During a departmental meeting in Washington on Wednesday, US Commerce Secretary Wilbur Ross announced that “to implement the president’s G20 summit directive two weeks ago, [the Department of] Commerce will issue licenses where there is no threat to US national security”.
At the same time, Ross confirmed that Huawei remains on the entity list, and that “the announcement does not change the scope of items requiring licenses from the commerce department, nor the presumption of denial".
According to him, the easing of the crackdown on Huawei should be more than just the “transfer [of] revenue from US to foreign firms”.
Ross’ announcement comes a few weeks after US President Donald Trump tweeted about his “great meeting” with Chinese counterpart Xi Jinping on the sidelines of a G20 summit in Osaka, where Trump agreed to allow products which “will not impact our [US] national security” to be sold to Huawei.
“So if it is not a national security issue, we are allowing them to sell. We are leaving Huawei towards the end.

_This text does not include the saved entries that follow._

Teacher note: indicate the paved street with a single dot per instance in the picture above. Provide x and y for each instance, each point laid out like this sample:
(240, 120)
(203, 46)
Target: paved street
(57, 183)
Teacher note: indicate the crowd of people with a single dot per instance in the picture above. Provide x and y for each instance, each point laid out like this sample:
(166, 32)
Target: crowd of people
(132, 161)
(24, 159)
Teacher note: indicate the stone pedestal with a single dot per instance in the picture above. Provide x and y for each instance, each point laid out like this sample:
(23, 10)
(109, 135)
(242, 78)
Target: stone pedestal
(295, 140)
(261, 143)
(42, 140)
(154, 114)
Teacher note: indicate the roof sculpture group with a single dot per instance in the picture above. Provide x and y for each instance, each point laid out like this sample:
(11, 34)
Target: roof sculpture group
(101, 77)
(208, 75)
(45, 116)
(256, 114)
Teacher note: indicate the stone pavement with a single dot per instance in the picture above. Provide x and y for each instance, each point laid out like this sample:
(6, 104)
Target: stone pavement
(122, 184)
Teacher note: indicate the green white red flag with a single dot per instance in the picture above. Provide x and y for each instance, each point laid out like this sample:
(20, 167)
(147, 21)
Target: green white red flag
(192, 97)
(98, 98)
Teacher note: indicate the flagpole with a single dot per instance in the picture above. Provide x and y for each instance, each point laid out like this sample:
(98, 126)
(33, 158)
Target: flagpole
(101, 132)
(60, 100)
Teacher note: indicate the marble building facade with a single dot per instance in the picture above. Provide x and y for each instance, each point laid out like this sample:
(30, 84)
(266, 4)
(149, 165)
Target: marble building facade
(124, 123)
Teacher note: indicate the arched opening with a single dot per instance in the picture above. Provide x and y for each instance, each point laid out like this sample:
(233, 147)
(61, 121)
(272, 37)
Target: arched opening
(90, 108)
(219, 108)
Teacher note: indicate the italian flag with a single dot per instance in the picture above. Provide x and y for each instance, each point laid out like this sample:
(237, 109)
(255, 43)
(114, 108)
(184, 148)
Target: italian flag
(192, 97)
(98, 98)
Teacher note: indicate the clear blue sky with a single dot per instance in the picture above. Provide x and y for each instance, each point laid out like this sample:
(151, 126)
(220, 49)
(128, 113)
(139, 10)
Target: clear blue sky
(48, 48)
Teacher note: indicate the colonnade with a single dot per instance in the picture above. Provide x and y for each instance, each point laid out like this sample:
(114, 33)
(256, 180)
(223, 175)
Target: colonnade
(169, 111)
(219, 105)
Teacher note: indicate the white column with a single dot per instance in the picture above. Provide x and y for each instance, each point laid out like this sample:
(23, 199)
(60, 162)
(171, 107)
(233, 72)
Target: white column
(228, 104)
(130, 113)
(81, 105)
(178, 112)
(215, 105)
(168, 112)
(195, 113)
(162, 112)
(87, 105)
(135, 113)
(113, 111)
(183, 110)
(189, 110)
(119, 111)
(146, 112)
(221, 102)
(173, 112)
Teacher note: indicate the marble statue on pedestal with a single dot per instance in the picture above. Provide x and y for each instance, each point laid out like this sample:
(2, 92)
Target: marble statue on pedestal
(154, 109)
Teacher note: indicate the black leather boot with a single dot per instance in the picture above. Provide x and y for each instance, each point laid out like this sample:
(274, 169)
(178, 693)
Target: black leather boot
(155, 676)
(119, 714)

We are going to see what we go with the trade agreement”, Trump added.
Huawei founder and chief executive Ren Zhengfei hailed the decision as something that was “good for American companies”.

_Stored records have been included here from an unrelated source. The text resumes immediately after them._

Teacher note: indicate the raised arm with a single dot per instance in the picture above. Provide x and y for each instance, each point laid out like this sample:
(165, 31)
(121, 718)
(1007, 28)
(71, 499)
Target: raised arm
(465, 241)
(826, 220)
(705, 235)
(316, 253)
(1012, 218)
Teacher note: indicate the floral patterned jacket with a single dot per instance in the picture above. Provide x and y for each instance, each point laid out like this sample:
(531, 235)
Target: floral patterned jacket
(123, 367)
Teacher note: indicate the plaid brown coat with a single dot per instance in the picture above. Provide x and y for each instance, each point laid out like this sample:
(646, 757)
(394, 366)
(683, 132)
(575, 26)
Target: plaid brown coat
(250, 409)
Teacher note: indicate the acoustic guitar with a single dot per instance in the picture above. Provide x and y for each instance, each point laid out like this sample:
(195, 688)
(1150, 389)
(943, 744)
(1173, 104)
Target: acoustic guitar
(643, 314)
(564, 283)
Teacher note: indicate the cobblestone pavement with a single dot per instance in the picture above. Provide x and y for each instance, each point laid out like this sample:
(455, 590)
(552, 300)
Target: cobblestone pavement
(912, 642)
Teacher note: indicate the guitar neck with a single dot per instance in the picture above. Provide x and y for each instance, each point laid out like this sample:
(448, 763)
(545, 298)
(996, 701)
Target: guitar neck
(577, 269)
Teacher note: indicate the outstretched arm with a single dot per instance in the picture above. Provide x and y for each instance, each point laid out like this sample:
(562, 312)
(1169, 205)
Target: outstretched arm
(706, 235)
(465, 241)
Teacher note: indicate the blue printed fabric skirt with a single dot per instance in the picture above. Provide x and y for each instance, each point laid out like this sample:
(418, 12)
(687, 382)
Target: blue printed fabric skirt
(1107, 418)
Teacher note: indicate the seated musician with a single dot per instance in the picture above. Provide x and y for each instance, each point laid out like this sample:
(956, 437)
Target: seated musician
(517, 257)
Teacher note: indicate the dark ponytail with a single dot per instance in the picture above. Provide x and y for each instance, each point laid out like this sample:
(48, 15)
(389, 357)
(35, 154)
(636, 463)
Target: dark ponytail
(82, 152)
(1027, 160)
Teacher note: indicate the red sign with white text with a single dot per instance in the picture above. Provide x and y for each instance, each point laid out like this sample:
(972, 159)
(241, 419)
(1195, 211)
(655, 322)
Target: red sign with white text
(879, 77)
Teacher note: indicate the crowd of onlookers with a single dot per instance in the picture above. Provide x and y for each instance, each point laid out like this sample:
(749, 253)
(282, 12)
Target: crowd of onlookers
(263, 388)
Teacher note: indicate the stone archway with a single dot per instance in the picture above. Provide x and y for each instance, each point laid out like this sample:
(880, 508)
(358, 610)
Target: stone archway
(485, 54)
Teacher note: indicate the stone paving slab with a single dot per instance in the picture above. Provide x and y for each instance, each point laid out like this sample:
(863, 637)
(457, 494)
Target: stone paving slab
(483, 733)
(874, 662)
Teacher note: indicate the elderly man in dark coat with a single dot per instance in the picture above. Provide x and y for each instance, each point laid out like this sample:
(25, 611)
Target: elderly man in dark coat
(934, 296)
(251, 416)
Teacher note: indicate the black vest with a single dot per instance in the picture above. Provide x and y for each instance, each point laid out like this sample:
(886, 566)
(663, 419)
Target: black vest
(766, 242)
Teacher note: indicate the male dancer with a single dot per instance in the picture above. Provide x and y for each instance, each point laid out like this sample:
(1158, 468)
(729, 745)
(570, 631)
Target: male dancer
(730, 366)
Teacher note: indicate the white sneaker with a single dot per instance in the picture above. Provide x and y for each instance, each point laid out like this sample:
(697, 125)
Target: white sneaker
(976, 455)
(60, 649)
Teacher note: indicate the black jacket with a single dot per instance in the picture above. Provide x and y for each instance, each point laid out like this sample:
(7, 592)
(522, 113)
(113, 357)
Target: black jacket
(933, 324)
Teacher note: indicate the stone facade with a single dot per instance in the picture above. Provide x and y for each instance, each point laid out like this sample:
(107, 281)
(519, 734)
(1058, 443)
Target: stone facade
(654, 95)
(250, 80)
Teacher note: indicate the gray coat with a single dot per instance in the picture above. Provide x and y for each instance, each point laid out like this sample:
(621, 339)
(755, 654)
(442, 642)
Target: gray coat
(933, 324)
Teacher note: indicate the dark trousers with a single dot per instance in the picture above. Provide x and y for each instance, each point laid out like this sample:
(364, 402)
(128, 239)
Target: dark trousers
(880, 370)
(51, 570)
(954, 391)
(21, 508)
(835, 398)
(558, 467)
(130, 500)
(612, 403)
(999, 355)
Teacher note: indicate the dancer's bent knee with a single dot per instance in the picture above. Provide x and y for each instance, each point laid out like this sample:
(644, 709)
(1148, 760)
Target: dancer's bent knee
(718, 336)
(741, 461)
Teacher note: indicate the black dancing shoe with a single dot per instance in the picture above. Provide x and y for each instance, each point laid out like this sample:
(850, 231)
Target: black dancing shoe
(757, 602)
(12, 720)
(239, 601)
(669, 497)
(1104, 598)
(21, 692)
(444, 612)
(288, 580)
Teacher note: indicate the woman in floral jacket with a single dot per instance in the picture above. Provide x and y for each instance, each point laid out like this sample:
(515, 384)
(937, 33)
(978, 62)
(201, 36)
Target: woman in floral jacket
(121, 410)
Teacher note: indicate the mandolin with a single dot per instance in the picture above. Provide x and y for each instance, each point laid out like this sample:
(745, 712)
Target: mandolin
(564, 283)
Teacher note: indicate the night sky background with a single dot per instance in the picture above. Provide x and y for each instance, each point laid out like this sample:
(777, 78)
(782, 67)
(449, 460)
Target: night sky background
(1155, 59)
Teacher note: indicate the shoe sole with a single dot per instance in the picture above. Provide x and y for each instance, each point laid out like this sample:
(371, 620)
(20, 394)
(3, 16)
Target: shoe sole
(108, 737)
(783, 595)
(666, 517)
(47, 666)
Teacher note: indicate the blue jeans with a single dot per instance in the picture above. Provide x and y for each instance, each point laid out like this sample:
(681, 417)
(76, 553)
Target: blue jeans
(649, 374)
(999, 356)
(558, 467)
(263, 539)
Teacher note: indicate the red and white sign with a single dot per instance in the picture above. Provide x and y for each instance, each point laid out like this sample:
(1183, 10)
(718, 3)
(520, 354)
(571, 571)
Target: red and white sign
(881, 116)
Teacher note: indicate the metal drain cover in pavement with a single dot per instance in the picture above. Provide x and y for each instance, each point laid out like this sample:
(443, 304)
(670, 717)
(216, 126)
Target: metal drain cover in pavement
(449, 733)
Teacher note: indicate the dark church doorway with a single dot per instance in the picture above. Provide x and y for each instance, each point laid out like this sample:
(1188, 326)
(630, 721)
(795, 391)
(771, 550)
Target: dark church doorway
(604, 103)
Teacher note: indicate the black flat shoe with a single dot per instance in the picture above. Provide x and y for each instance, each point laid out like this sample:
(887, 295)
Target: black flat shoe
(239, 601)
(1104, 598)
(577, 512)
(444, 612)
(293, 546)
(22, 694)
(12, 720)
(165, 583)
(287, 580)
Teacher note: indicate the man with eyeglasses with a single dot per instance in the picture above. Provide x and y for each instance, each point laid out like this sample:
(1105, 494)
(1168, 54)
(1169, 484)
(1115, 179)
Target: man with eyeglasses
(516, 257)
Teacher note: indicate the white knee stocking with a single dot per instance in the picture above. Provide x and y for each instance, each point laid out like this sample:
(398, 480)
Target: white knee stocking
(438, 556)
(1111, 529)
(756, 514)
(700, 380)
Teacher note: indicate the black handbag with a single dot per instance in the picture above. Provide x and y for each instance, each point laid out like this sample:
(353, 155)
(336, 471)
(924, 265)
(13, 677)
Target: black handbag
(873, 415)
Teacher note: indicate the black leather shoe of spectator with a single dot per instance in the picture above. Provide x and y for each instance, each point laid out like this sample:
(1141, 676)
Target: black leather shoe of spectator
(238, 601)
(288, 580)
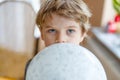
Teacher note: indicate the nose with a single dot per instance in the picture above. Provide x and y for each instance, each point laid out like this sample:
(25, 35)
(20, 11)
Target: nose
(61, 38)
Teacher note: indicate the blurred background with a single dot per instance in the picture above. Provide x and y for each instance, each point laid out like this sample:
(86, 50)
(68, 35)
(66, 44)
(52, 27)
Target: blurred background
(20, 37)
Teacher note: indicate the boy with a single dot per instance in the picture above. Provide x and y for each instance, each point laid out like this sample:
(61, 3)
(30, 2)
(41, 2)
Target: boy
(63, 21)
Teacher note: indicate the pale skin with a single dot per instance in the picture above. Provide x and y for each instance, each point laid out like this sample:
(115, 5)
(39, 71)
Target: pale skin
(61, 30)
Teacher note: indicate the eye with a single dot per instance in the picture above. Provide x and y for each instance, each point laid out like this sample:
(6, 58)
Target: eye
(69, 31)
(51, 30)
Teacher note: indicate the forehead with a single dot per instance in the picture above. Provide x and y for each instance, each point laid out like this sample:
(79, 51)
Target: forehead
(56, 20)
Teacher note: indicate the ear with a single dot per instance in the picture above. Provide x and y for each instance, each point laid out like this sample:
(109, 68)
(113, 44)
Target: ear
(41, 31)
(83, 36)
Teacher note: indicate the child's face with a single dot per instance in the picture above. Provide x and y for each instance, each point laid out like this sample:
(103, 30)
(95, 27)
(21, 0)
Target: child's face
(61, 30)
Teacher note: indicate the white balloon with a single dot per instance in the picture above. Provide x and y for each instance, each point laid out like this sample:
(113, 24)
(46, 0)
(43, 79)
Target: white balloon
(65, 61)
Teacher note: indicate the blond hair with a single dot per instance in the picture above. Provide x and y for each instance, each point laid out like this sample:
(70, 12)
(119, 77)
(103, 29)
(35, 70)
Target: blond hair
(72, 9)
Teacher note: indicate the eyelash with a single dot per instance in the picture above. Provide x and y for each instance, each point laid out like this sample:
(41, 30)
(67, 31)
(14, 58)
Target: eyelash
(51, 30)
(70, 31)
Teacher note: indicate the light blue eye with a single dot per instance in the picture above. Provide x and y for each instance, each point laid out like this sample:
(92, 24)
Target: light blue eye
(71, 31)
(51, 30)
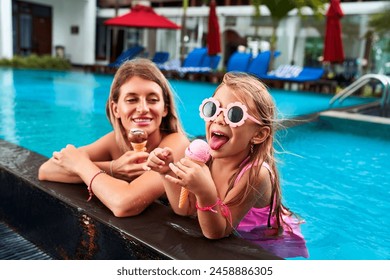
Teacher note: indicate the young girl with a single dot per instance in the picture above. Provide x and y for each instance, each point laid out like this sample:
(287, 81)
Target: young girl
(140, 98)
(239, 190)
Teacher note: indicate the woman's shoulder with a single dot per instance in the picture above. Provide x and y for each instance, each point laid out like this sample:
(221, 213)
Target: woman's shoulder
(103, 148)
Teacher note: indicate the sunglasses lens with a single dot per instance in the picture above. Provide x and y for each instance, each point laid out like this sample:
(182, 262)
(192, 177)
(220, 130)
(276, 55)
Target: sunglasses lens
(209, 109)
(235, 114)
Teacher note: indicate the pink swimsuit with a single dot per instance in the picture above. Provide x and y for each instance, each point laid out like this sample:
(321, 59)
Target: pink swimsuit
(255, 227)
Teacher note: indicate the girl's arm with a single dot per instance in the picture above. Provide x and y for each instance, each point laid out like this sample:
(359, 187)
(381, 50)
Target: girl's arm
(216, 219)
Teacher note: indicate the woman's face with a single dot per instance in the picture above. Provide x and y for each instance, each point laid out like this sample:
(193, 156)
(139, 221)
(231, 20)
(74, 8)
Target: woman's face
(140, 105)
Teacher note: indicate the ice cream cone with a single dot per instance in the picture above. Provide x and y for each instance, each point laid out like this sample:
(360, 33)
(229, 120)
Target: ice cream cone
(139, 147)
(184, 192)
(138, 139)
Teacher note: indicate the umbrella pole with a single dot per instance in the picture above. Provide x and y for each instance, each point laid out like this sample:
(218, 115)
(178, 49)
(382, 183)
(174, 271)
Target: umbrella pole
(183, 31)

The Chinese tech giant said in a statement that “Huawei is also willing to continue to buy products from American companies”, adding at the same time that they “don’t see much impact on what we are currently doing”.
“We will still focus on doing our own job right”, the statement pointed out.
White House economic aide Larry Kudlow, however, underscored that Trump’s move to ease the US restriction on Huawei is “not a general amnesty” and that Huawei would remain on the so-called Entity’s List, “where there are serious export controls”.
In May, the US Department of Commerce blacklisted Huawei Technologies and around 70 of its affiliates, in a move that prompted several US corporations, such as Google and Microsoft as well as major semiconductor makers, including Intel, Qualcomm, Xilinx and Broadcom, to follow suit and sever ties with the Chinese tech titan.
Huawei and Beijing have repeatedly denied US intelligence agencies’ accusations that the company allegedly installs “backdoor” access on its gadgets at the behest of the Chinese government in order to help Beijing steal commercial secrets and collect personal data.
The crackdown on Huawei comes amid attempts by Beijing and Washington to resolve a bilateral trade spat following Trump’s decision in June 2018 to slap 25 percent tariffs on $50 billion worth of Chinese goods in a bid to fix the trade deficit. Since then, the two sides have exchanged several rounds of tariffs.